La
vita all’interno della nursery è necessariamente diversa rispetto al dormitory
delle ragazze più grandi, quelle in età scolare (i pochi maschi dormono
nell’edificio della clinica). Le house-mothers hanno un bel da fare al mattino
presto per svegliare, lavare e vestire i piccoli, prima di somministrare loro
la terapia quotidiana e servire la colazione (alcuni sono da imboccare). Ci
sono da gestire capricci e pianti, talvolta pulire il vomito sul tavolo o per
terra. Espletate tutte queste faccende, i 12 piccolissimi restano con
l’house-mother in una stanza a giocare. Più tardi, se il tempo lo consente,
escono nel giardino. Dalla mia camera odo le voci canterine mattutine che si
diffondono su tutto il villaggio. Alle
otto arriva la maestra Priscilla Kainda Kirimbi, che prende in carico i 18+1
(Agnes, la bimba di 7 anni, con i problemi di salute) in età di scuola materna.
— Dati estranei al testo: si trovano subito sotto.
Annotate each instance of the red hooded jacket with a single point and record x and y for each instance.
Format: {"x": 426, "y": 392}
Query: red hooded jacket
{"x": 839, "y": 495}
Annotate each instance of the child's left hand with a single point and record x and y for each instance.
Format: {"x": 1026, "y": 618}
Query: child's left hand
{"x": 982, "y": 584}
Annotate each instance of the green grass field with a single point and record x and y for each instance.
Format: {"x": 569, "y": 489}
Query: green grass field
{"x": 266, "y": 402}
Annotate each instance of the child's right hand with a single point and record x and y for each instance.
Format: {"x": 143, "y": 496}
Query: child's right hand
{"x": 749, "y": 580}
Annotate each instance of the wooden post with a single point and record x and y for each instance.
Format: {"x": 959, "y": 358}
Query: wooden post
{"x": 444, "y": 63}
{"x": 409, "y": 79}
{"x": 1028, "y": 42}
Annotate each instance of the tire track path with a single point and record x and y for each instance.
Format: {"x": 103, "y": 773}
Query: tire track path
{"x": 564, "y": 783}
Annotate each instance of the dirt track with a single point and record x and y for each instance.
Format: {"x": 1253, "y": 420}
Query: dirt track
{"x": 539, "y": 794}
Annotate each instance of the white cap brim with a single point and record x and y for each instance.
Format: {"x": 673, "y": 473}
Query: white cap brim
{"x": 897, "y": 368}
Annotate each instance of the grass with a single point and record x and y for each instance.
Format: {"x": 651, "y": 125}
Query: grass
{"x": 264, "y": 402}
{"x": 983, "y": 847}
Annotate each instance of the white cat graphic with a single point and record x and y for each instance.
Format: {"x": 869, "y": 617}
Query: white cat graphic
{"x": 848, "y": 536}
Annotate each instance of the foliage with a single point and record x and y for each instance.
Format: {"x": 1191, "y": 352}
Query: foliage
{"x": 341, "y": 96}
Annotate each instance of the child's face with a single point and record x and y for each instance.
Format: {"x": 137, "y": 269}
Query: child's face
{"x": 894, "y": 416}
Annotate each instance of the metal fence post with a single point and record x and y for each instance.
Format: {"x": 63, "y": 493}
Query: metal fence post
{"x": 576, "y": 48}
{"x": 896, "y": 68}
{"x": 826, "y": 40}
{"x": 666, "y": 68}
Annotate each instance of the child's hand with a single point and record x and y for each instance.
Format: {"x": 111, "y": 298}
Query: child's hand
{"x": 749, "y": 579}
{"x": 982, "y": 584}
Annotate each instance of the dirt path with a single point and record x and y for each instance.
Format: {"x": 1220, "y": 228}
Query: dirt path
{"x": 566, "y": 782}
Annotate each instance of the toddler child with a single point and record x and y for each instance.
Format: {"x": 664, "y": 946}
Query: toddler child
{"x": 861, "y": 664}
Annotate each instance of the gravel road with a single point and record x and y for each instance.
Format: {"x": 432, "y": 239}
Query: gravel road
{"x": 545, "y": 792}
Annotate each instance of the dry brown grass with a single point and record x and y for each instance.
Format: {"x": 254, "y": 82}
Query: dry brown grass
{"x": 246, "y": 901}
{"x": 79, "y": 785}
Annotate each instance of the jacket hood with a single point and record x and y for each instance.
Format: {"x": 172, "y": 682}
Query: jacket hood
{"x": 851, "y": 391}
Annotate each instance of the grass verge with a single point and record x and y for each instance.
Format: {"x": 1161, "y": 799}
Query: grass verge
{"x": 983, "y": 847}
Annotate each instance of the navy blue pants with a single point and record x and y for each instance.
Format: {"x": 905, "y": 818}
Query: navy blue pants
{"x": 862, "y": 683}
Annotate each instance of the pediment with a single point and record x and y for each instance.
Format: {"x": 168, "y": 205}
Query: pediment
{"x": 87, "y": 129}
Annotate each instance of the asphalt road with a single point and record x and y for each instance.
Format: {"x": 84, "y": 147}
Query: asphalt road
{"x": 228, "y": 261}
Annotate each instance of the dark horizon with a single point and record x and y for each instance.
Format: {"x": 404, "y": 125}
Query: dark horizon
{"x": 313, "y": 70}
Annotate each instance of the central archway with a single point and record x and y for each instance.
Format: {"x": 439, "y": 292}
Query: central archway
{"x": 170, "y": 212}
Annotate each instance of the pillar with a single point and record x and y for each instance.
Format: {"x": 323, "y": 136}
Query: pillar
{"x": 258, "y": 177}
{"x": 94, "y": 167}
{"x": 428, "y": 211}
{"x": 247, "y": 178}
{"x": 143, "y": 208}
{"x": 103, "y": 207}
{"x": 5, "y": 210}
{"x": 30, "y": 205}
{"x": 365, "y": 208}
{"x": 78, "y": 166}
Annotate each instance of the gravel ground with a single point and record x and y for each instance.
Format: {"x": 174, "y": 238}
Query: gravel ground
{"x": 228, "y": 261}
Per osservare e scrivere mi siedo in un angolo dell’androne, dove si svolge la
lezione. I bimbi, quasi tutti, fanno finta di non vedermi. La loro vivacità è ben controllata dai modi
pazienti e garbati di questa maestra, molto attenta e professionale. Verso le
dieci tutti nel giardino per la meritata ricreazione e per la merenda di metà
mattina. Poi, si riprende la lezione fino all’ora di pranzo. S’intuisce che la
preparazione di questi bambini risulterà fruttuosa all’ingresso nella Primary
School. E’ un privilegio che sicuramente hanno in confronto ai loro coetanei
che abitano nei dintorni, ma si spera che nel futuro questa migliore preparazione
si possa rivelare utile non solo a se stessi ma anche al Paese cui
appartengono. Non condividete che un adulto debba avere delle radici solide,
che si formano nell’infanzia?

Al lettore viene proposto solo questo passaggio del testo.